We are currently adding content to Envia and welcome feedback on this beta service, so please try it out and let us know what you think.

06 December 2013

Visualising Research

This week we are excited to announce the launch of a data visualisation competition (and workshop), sponsored by the AHRC and BBSRC

We talk quite a lot about data on the Science Blog and have previously highlighted the role we are playing in helping researchers to discover, access or cite scientific data. But working at the British Library means we have the fantastic opportunity to bring our collections and contemporary research to the wider public through our exhibitions. Earlier in the year we gave you a taster of Beautiful Science  - an exhibition launching in February 2014, that will explore scientific data visualisation from past to present. Some famous historical names, such as Florence Nightingale, knew the power of displaying data – her iconic diagram (pictured) not only enabled any viewer to quickly grasp the meaning but led to changes in the way those injured in war were treated.

  Nightingale-mortality

As part of our celebration of all things data and our exhibition, we have been working with the Arts & Humanities Research Council and the Biotechnology & Biological Sciences Research Council on a competition that challenges entrants to bring UK Research Council data to life.
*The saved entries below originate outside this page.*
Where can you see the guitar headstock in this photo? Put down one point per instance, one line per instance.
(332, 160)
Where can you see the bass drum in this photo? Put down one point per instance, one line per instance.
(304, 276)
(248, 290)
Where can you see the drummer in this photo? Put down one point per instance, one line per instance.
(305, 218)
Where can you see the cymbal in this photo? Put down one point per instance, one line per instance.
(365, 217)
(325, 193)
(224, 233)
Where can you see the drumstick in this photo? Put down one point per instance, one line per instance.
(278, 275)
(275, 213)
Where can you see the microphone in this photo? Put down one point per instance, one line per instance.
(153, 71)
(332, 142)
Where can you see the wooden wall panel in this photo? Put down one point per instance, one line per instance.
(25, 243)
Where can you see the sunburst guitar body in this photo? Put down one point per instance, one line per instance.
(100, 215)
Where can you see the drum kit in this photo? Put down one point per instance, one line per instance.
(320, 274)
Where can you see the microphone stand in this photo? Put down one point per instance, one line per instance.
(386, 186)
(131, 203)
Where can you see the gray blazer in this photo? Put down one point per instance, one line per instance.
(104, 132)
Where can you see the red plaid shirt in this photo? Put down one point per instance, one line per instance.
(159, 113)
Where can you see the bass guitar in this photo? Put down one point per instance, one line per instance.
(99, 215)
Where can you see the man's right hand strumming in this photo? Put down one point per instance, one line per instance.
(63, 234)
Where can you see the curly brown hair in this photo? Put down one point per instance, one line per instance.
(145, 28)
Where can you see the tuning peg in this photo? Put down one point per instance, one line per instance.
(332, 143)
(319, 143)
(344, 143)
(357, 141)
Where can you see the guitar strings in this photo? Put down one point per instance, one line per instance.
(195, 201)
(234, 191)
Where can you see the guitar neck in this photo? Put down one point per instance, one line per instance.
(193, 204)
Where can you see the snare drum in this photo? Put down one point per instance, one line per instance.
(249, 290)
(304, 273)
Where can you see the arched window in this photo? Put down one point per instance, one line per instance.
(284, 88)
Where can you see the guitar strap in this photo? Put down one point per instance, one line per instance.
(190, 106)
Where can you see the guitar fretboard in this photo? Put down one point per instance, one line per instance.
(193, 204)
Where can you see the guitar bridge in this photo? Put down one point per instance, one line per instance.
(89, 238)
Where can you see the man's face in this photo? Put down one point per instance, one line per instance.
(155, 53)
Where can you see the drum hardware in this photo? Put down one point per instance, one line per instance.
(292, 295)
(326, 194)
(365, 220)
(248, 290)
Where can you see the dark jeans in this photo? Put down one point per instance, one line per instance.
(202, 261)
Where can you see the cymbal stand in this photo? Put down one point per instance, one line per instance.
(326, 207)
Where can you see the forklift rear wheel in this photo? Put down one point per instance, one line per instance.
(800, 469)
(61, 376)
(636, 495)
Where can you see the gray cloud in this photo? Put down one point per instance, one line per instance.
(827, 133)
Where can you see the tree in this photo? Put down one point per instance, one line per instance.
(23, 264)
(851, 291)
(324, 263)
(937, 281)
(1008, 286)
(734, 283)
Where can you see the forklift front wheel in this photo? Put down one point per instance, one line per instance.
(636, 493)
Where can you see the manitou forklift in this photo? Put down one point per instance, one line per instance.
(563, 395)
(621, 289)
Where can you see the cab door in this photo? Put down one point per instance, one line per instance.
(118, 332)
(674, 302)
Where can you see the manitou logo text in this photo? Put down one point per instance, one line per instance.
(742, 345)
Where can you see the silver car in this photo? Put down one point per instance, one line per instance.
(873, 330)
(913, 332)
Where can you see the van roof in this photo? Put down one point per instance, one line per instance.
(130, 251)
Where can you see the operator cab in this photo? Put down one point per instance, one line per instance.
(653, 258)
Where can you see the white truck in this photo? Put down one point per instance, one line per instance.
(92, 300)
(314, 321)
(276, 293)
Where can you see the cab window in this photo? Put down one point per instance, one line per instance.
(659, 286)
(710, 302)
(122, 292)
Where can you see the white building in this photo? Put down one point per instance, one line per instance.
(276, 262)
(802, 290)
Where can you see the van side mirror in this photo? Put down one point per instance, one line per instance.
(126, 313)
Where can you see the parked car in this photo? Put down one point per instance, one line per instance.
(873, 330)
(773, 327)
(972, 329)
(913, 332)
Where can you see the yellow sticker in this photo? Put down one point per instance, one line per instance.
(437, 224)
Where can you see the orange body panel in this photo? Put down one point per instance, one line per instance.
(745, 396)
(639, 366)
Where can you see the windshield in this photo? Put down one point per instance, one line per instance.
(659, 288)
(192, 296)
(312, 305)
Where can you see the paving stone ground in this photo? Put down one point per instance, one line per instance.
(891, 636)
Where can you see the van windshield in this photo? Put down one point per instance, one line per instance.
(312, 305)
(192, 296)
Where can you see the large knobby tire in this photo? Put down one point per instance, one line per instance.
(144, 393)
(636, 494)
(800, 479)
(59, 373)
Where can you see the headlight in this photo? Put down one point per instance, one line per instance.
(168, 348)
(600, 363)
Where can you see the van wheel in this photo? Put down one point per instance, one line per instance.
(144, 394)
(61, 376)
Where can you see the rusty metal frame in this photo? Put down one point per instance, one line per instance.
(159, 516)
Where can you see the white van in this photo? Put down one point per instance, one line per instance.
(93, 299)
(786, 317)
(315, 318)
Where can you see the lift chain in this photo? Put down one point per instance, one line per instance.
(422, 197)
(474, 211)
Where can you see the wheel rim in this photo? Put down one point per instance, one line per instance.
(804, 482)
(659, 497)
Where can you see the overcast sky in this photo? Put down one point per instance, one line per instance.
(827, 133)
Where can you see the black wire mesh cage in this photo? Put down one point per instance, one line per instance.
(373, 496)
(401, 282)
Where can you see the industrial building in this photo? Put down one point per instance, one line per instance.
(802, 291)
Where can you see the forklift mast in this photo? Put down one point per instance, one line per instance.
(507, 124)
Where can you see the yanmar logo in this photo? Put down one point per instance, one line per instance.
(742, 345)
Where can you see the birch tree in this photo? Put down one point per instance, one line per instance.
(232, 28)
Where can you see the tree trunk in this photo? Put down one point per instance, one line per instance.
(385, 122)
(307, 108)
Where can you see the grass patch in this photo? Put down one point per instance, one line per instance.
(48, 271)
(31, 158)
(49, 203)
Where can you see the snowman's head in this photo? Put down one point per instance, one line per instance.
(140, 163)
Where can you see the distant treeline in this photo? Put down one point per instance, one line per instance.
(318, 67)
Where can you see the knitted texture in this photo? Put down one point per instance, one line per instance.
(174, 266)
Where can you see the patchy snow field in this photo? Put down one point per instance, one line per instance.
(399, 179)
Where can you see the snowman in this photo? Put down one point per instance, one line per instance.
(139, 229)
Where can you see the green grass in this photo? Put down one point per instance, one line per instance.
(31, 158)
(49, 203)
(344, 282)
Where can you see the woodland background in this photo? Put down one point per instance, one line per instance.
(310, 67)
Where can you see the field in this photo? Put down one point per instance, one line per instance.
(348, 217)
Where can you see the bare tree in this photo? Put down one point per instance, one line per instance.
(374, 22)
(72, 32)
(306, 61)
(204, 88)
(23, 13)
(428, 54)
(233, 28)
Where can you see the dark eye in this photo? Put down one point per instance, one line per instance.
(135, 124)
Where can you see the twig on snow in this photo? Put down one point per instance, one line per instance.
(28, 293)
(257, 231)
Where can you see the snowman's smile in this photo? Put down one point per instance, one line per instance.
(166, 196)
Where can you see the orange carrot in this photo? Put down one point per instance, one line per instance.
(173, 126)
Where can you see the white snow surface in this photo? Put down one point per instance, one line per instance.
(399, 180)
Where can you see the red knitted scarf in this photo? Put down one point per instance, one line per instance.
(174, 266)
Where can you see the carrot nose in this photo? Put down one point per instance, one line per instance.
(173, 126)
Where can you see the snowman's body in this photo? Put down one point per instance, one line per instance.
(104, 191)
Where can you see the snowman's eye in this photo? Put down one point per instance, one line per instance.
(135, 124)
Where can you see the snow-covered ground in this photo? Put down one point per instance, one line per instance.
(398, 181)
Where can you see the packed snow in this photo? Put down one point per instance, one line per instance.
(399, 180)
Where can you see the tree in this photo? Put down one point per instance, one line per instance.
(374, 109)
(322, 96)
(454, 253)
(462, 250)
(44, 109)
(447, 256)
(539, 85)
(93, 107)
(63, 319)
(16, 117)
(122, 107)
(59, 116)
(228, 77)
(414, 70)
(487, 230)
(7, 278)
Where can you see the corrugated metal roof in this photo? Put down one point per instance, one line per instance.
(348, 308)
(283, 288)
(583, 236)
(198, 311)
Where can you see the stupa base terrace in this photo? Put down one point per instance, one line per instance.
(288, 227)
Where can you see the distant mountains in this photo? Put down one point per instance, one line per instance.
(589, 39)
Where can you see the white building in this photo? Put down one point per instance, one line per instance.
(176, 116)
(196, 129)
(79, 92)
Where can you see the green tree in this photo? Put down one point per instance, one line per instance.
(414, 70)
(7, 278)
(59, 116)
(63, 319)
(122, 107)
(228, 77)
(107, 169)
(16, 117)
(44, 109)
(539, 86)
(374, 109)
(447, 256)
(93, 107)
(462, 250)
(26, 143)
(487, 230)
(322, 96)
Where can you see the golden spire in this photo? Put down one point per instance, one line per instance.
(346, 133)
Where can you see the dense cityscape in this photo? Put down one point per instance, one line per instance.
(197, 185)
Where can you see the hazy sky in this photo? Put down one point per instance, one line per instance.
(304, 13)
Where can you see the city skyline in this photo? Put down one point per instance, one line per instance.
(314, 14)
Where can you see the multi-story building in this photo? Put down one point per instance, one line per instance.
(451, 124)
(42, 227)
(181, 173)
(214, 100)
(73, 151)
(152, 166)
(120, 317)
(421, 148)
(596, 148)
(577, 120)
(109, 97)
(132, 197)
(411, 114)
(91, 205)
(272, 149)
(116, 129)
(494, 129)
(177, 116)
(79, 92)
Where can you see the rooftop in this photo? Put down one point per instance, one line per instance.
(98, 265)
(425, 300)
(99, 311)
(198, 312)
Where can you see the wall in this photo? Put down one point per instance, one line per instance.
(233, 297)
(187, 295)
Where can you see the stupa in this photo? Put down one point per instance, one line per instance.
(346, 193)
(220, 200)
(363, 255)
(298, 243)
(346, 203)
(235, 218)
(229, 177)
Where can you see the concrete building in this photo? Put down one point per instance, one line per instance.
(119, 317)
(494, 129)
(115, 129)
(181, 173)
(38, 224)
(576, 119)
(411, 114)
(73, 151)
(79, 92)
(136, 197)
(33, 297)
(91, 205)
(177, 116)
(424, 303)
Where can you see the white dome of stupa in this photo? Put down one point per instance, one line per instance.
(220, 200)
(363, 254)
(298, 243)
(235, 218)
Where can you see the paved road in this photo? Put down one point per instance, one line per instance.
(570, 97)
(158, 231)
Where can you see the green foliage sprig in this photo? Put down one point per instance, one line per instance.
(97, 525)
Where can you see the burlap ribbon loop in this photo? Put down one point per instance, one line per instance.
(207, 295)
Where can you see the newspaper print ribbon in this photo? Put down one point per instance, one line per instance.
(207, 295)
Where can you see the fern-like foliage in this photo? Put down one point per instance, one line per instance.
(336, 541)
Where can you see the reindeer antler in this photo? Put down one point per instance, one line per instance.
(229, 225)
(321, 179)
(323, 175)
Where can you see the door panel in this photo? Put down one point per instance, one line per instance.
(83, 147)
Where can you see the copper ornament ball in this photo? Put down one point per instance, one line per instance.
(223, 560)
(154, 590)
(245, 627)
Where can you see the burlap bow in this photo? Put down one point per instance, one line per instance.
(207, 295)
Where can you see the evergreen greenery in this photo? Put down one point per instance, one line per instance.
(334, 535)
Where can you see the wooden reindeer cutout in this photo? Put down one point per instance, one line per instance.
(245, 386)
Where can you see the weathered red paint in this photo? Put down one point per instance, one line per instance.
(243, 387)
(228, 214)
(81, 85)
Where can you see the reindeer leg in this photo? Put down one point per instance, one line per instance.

An added bonus - we hope - is that the competition aims to encourage people from different disciplines to work together, since presenting complex data not only requires mathematical, computing or scientific skills but strong expertise in art and design. A key criteria for the judges will be whether the entries convey the meaning to a wide audience and so they will be looking for that combination of valid data that tells a compelling story.

Around £3 billion of Government funding is apportioned annually between the seven UK Research Councils, which are responsible for different discipline areas. The Research Councils then distribute that funding to their various communities on the basis of applications made by researchers, which are subject to independent, expert peer review. Applications are judged by considering a combination of factors, including their scientific excellence, timeliness and promise, strategic relevance, economic and social impacts, industrial and stakeholder relevance, value for money and staff training potential. Until recently it wasn’t easy to combine funding data from different Research Councils or to explore how it was distributed across the country. And the finer grained detail, while it may have been available from an individual Council, was difficult to tease out or integrate. Behind the scenes, Research Councils worked together to make details of the research they fund available from one place. The culmination of that commitment is Gateway to Research - a database that anyone can use. The data is available programmatically and under an open government licence which means that anyone is free to interrogate it – you can extract it all, download it to your own systems, apply your own analysis tools and generally think of things to do with it that no one else has done before.

The challenge of the competition is to use the Gateway to Research data to tell a compelling story that anyone will be able to understand. While designers, graphic artists, software developers and programmers may have a particular interest, anyone and everyone is invited to produce a visualisation (on a website) that will show how this public funding contributes to research in the UK. Details of the competition are here. Entries forms will be available from 27 January 2014 and the closing date is 21 March 2014. Our judges include Jackie Hunter, Chief Executive, BBSRC, Katy Borner, Victor H. Yngve Professor of Information Science, Indiana University and Guardian Digital Agency.

On 24 January 2014, we are holding a workshop at the British Library for anyone who wants to find out more. Please register if you want some inspiration, information about the Gateway to Research database and to meet potential collaborators. Representatives from the AHRC and BBSRC will be there on the day, as well as data visualisation evangelists (Guardian Digital Agency) and developers (Cottage Labs) who have worked with the data. We will also have Andrew Steele from Scienceogram who is using public data to make the case for science in the UK.